Thank you. She was actually very angry in this picture. I was at a show and before we got her first owner sold her through an apparently ignorant salebarn. The salebarn put a scrapies tag in her ear even though she was registered and tatooed. Thank goodness the tag didn't go through the tatoo. But I removed it and cleaned her ear. She was MAD!


----------



## toth boer goats (Jul 20, 2008)

LOL, mad or not, she is very pretty.


----------



## gegegoatgirl2698 (Feb 1, 2014)

Thank you. She got grand champion senior Nigerian dwarf, I am very proud of her


----------



## gegegoatgirl2698 (Feb 1, 2014)

she is starting to bag up now


----------



## gegegoatgirl2698 (Feb 1, 2014)

Pregnant belly


----------



## AncientBlue (Dec 21, 2014)

Pretty girl. I will be anxious to hear how many she has.


----------



## gegegoatgirl2698 (Feb 1, 2014)

Me too! I am going crazy!


----------



## dnchck (Mar 24, 2014)

What a pretty girl she is! How does twin does sound?:stars:


----------



## Trickyroo (Sep 26, 2012)

She is a beautiful girl , congratulations and good luck with her kidding  Keep us posted !
What does your boy Charlie look like ? Just trying to picture what her kids will look like 
Very exciting time for you , enjoy the wait and maybe re read the doe code of honor , lol...
We will be here for you when your ready to pull your hair out from loss of sleep from hourly barn checks ..........oh the joy


----------



## gegegoatgirl2698 (Feb 1, 2014)

Thank you. Twins sound wonderful


----------



## gegegoatgirl2698 (Feb 1, 2014)

Lol. I will try to prevent some craziness by having a barn cam set up.
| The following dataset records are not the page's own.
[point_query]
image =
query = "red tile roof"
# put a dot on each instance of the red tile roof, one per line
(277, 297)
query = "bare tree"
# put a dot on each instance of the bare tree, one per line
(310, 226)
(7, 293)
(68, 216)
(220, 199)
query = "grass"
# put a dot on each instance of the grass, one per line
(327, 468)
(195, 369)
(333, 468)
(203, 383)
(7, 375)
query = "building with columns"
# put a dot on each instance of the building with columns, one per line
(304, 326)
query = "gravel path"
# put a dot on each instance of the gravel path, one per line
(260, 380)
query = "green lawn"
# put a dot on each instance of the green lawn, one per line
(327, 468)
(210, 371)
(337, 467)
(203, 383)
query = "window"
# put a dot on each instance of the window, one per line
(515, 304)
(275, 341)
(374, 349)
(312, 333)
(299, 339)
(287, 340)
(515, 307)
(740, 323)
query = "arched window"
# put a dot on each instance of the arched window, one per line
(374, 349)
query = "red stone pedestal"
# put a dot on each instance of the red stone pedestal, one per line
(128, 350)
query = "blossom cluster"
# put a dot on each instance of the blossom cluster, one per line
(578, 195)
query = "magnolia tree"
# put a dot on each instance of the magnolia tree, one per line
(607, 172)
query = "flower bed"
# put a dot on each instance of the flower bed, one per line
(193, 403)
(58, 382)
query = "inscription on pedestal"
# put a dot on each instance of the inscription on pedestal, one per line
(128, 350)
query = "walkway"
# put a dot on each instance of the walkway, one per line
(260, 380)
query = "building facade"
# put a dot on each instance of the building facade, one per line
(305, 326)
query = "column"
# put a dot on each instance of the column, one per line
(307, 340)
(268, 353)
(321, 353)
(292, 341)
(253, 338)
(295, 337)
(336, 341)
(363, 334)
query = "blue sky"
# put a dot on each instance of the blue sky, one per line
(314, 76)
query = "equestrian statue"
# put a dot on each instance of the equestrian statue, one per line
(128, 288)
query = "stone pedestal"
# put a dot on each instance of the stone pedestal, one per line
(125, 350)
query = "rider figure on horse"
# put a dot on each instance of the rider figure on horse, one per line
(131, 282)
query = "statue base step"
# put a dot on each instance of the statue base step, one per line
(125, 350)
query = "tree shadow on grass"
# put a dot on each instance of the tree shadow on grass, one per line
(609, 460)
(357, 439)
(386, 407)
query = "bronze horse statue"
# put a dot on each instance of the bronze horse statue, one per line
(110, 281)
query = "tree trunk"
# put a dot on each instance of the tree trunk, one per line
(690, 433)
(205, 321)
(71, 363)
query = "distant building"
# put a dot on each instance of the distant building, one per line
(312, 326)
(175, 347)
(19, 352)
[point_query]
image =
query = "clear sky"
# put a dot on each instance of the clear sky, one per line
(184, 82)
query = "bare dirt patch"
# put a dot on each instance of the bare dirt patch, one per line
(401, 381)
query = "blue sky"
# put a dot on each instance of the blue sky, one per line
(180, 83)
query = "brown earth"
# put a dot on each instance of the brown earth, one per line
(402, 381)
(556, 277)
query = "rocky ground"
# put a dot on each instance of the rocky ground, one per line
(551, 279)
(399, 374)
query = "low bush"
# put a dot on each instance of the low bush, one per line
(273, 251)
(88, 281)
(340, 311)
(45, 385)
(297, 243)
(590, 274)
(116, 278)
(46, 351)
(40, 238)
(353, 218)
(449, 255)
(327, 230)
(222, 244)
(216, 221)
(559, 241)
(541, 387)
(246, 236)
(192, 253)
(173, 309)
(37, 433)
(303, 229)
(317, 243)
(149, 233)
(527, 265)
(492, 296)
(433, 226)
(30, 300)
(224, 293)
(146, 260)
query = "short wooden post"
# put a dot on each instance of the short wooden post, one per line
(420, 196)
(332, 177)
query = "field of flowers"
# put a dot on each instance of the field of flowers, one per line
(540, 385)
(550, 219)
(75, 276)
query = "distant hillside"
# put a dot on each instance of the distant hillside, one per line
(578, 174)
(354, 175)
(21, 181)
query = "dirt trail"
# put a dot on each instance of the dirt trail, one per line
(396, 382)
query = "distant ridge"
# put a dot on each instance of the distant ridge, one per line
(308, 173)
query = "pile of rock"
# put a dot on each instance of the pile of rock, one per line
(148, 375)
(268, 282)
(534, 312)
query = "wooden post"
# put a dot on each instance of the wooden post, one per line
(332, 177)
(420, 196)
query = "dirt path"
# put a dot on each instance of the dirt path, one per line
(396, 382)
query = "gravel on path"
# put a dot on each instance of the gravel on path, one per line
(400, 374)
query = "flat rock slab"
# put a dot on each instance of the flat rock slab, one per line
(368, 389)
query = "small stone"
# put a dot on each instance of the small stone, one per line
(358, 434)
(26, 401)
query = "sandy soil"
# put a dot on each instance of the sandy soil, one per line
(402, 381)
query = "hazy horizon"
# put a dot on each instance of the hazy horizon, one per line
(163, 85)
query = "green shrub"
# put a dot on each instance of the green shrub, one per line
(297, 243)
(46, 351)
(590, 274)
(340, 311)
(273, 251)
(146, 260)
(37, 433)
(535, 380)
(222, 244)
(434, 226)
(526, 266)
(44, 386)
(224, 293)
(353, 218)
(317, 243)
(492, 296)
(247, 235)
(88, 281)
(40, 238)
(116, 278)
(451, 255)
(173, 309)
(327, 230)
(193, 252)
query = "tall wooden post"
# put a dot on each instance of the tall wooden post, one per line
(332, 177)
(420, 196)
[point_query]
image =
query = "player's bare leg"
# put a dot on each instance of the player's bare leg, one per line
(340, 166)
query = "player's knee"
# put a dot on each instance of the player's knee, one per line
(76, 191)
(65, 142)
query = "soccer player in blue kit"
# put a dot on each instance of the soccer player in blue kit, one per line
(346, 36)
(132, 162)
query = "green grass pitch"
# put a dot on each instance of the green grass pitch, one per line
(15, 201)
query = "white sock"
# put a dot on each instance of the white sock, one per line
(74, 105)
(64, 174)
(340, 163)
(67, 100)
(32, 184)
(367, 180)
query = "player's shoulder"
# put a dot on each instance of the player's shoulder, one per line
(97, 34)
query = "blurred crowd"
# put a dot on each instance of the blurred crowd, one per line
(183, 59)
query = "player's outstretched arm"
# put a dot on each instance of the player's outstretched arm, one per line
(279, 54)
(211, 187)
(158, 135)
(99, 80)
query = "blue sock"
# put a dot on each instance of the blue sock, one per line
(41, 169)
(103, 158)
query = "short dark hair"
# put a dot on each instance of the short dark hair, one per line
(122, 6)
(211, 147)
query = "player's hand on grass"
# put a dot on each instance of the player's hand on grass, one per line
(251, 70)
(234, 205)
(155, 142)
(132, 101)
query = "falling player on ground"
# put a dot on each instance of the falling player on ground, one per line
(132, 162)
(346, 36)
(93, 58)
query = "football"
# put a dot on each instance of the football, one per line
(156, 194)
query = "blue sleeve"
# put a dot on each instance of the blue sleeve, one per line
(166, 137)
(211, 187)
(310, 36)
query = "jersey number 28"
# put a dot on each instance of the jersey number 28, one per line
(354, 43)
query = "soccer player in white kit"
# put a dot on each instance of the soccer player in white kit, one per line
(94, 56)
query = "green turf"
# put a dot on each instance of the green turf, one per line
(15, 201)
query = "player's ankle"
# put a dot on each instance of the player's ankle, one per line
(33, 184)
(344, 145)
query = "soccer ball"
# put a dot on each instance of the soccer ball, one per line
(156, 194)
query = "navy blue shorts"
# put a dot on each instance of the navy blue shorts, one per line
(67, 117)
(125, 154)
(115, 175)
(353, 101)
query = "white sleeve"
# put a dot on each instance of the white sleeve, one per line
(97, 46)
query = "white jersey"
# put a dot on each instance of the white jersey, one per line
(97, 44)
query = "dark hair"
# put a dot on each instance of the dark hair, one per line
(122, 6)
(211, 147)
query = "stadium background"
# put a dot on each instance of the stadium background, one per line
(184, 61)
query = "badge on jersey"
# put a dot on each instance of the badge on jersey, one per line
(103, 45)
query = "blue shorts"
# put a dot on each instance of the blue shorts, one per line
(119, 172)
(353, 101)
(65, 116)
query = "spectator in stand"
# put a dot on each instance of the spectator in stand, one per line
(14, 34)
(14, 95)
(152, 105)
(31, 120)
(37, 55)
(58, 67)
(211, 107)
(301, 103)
I will touch up on the doe code. (; Charlie is a black and white paint with blue eyes


----------



## gegegoatgirl2698 (Feb 1, 2014)

Charlie and Sweetheart the day she was bred.


----------



## gegegoatgirl2698 (Feb 1, 2014)

she was so not pregnant


----------



## Trickyroo (Sep 26, 2012)

Nice boy ! Your going to have some beautiful babies  Thanks for sharing the pictures !
Barn cams are invaluable during kidding season ! If you can , definitely get yourself one , you will save on miles of going back and forth checking on her , lol...


----------



## gegegoatgirl2698 (Feb 1, 2014)

I have one it's just we took it down for off season so nothing happened. It was good we did cause we had a fire. I just have to convince my dad to hook it back up now


----------



## gegegoatgirl2698 (Feb 1, 2014)

New pics from today


----------



## Trickyroo (Sep 26, 2012)

She's getting big , lol.. you have a very nice set up there btw


----------



## gegegoatgirl2698 (Feb 1, 2014)

Thank you. It used to be our hay shed when we had 10 head of cattle, 3 horses, 15 goats, and 20 sheep. We needed a lot of hay. Now it is just me showing so we have cut way back.


----------



## gegegoatgirl2698 (Feb 1, 2014)

We just got home from state fair... and glad we are too be home. Sweetheart has really bagged up and dilated over the past few days and I will have to get some better pics tomorrow. Here we are showing... 3rd and 4th place in the shows. I figure that's not half bad for a dry doe.


----------



## gegegoatgirl2698 (Feb 1, 2014)

Here are some pics from today. Major development of udder in the past few days, dialation, and she has really sunk in. She is more dialated than some of my does were at the beginning of their labor


----------



## gegegoatgirl2698 (Feb 1, 2014)

More bagged up today. Only 11 days until day 145. She is grumpy! Maybe it was the weather (it's been yucky chilly and rainy) or just the babies kicking her. Sorry for the bad pics. She was not cooperative.


----------



## gegegoatgirl2698 (Feb 1, 2014)

Update on Sweetheart. She is due Nov 5 I can't believe thats only 6 days! I went ahead and gave her a kidding clip and shaved her udder.


----------



## gegegoatgirl2698 (Feb 1, 2014)




----------



## toth boer goats (Jul 20, 2008)

She is coming along nicely, happy kidding.


----------



## gegegoatgirl2698 (Feb 1, 2014)

Thank you! She is due Thursday but I want her to wait until friday around 4pm when i get home from school. Lol


----------



## toth boer goats (Jul 20, 2008)

Good luck, goats can be brats and not kid when we want them to. I hope she will wait.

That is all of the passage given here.